This thread has been locked.

If you have a related question, please click the "Ask a related question" button in the top right corner. The newly created question will be automatically linked to this question.

TDA4VM: How to run custom model on MMA

Part Number: TDA4VM

Hi, 

I am facing an issue while I am running my custom model on my board. I am using a TDA4VM-EVM with the SDK :  PROCESSOR-SDK-LINUX-SK-TDA4VM_08.01.00.02 | TI.com

I am currently trying to develop an image classification model on my own on tensorflow, this model is based on Conv2D, Maxpooling2D, Dropout, Flatten and Dense layer with relu and softmax activation.

In order to have a compatible environment with my computer and my EVM I am working on the edgeai_benchmark : GitHub - TexasInstruments/edgeai-benchmark: EdgeAI Deep Neural Network Models Benchmarking

I succeed to run my model on ARM with great performance (~80% of accuracy similar as my computer accuracy) but while I want to run my model on MMA the accuracy drops to 10%. Why this behaviour happened?

Currently, I am training the model on my computer and I tried with different ways to save my model (from_saved_models / from_keras_model) is there a recommended way to save my model and is there optional parameter to activate while I'm saving my model ?

Best regards,

Xavier

  • Hi Xavier,

    if you are using tensorflow to train the model, you can convert to tflite format.

    edgeai-tidl-tools and edgeai-benchmark understands tflite and onnx formats (and few others). 

    Can you describe more about the 10% accuracy drop scenario - how did you measure the accuracy? When you use edgeai-benchmark for model compilation, it reports accuracy after compiling the model, in the Pc itself. What accuracy did it report?

  • Hi Manu, 

    Thank yo for your reply.

    For sure, I measure the accuracy of my model using sklearn.metrics.classification_report and scikitplot.metrics.confusion_matrix.

    Here you can see the results I obtained using the model on PC :

       

    Here you can see the results I obtained using the model on ARM : 

    Here you can see the results I obtained using the model on MMA : 

    I saved my model this way in order to generate a .tflite file: 

    I compile the artifacts this way : 

    and load them in the interpreter this way : 

    Best regards,

    Xavier

  • There are couple of ways to debug this situation:

    Step 1: Disable TIDL offload and runt he model in ARM only mode. This can be achieved by having only 'CPUExecutionProvider' in the ep_list that you use while creating the onnxruntime.InferenceSession. Is this what you meant by the ARM only mode that you described above?

    Step 2: Run with TIDL offload in float mode. You can do this by setting tensor_bits to 32 (instead of 8). This will run TIDL in float mode (works only in PC) - this is a simple way to flow flush TIDL to make sure there are no obvious bugs.
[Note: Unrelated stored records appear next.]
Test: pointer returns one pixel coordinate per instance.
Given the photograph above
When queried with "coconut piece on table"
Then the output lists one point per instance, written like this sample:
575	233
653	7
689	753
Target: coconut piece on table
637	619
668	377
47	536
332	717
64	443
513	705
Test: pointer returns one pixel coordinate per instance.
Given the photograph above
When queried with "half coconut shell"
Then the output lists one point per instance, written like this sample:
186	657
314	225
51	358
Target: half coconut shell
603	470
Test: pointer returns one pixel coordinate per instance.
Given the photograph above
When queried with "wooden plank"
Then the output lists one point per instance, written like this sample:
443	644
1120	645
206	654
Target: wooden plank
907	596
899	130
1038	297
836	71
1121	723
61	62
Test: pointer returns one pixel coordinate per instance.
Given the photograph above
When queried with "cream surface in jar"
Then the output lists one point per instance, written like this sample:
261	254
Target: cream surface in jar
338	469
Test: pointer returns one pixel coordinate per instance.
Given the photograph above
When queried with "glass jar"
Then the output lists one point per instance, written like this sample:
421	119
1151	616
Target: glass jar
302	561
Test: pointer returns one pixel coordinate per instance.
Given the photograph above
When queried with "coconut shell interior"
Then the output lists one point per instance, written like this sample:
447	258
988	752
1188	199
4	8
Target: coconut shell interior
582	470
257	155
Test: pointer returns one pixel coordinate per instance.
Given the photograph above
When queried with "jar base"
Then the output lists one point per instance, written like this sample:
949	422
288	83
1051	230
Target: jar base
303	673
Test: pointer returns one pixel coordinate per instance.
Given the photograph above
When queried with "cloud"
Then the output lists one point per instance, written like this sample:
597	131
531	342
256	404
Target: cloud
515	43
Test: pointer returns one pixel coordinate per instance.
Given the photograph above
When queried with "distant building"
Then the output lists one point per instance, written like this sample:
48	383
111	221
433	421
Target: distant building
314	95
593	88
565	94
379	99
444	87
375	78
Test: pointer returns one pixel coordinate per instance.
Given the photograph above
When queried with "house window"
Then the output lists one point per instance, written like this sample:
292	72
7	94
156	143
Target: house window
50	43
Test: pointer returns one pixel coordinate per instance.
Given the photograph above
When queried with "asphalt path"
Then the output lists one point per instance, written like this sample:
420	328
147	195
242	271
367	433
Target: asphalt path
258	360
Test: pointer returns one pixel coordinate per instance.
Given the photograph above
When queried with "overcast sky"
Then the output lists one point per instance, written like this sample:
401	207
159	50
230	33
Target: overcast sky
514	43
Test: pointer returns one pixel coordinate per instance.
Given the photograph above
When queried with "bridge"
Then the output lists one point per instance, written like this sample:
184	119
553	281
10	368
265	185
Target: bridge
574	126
    If this gives good accuracy, but when you set tensor_bits to 8 it gives poor accuracy, this it is probably due to quantization error. You can use calib_images from your dataset (recommend 50 images for good accuracy) and also use good number of iterations (recommend 50).

  • Have you tried? Is the issue resolved?

  • HI Manu,

    I've tried your solutions but nothing change on my MMA predictions. the same confusion matrix and equivalent accuracy shows off.

    I aim to operate my model on MMA not on ARM, I just checked my model on ARM to check if everything was ok on the EVM.

    I am using CIFAR10 datasets to train and test my model does this error could come from my preprocessing I set my parameters as follow:

    size = [32 32]
    
    mean = [ 110.024414, 110.76758, 104.36621]
    
    scale = [0.00908889185, 0.00902791232, 0.00958164525]
    
    layout = 'NHWC'
    
    reverser_channels = False

    And should I use converter attributes such as : 

    converter.target_spec.experimental_select_user_tf_ops =[ '' ]
    
    converter.target_spec.supported_ops = [
    
        tf.lite.OpsSet.TFLITE_BUILTINS,
        tf.lite.OpsSet.SELECT_TF_OPS
    
    ]
    
    converter.allow_custom_ops = True

    Best regards,

    Xavier

  • Hi Xavier,

    Are you saying that the accuracy is still poor when you set tensor_bits to 32? That is just float operation and quantization errors doesn't come into play. So the reason for this accuracy degradation is not quantization. Something else.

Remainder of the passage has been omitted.